Suppose $0\leq{t}\leq{x}\leq1$ and let $z=\frac{t}{x}$ prove $|1-z|\leq1$

I am hoping someone can help me with this question I'm not sure what technique is used to prove an inequality holds. I have only proven inequalities by induction which doesn't seem to be the case for this inequality, and my textbook doesn't have any examples like this.

I figure it's just some algebraic manipulations which need to be performed but I don't know what I'm supposed to get. If the question had asked to disprove an inequality I know I would just have to find a contradiction but since it says to prove it I'm not sure what to do.

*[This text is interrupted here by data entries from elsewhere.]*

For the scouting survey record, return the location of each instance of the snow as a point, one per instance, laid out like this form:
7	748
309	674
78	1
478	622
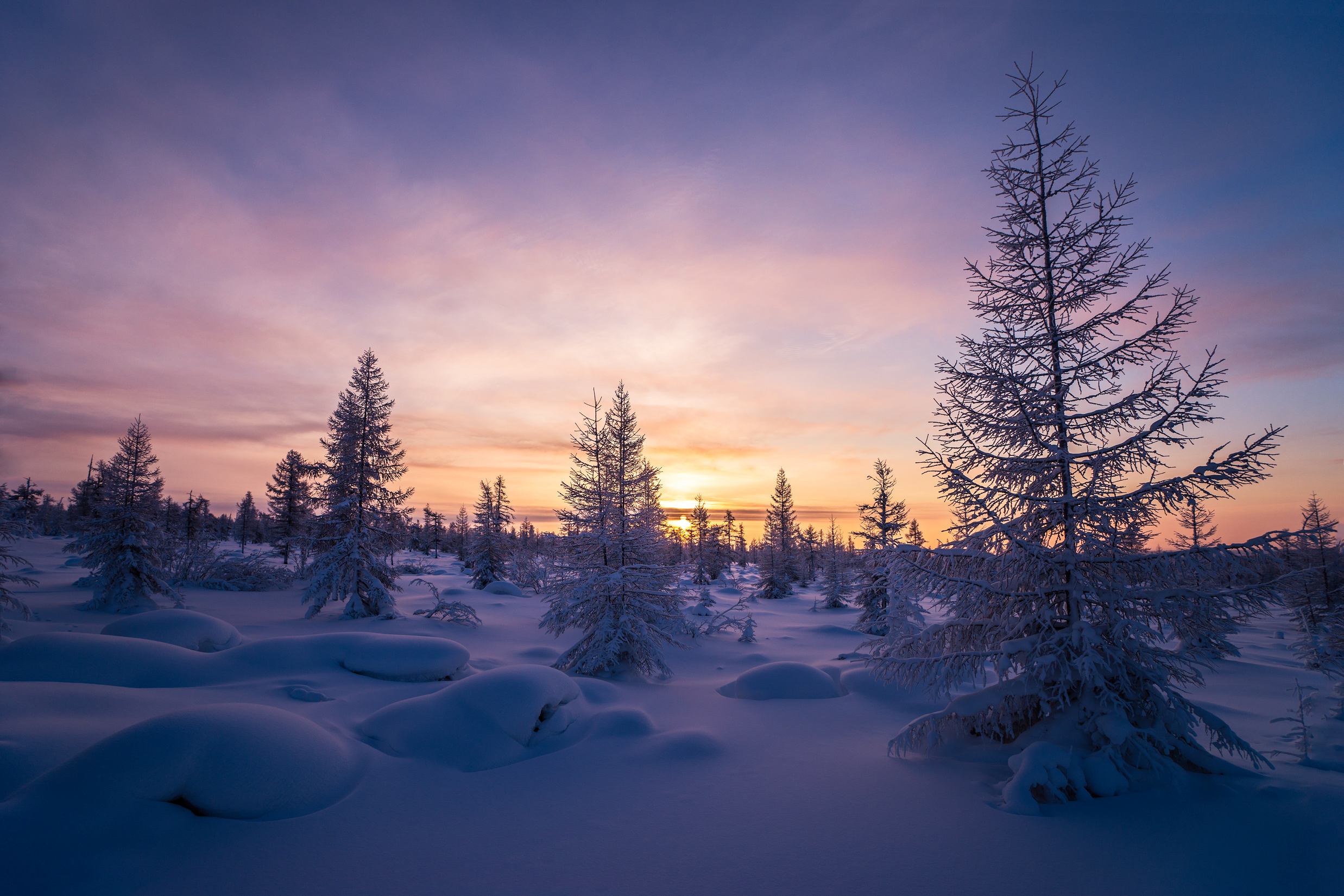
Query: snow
783	682
654	787
183	628
493	719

I am also asked to prove $$\frac{1}{|1+xz|}\leq1$$$$|\frac{x-xz}{1+xz}|^n\leq|x|^n$$ for $n\in\mathbb{N}$

and also $$|1+t|^{-\frac{1}{2}}\leq1$$

So this is what I tried for the first inequality:

$$|1-z|\leq1$$

$$=1-\frac{t}{x}\leq1$$

It seems pretty obvious that if I subtract a positive fraction from 1 it result in a value less than 1 but is that really a proof?

For the second inequality $$\frac{1}{|1+xz|}\leq1$$$$=\frac{1}{1+t}\leq1$$

Again this one seems obvious that 1 divided by a value greater than 1 is less than 1 but it doesn't sound like a formal way of saying it.

Any help would be greatly appreciated.

Thank you,

Answer 1

Just use definition of $|A| \le B \iff - B\le A \le B$ with $A = 1- z, B = 1$. Thus you check: $-1 \le 1-z \le 1\iff 0 \le z \le 2$, which is true since $z \ge 0$, and $z \le 1 < 2 \implies z < 2$.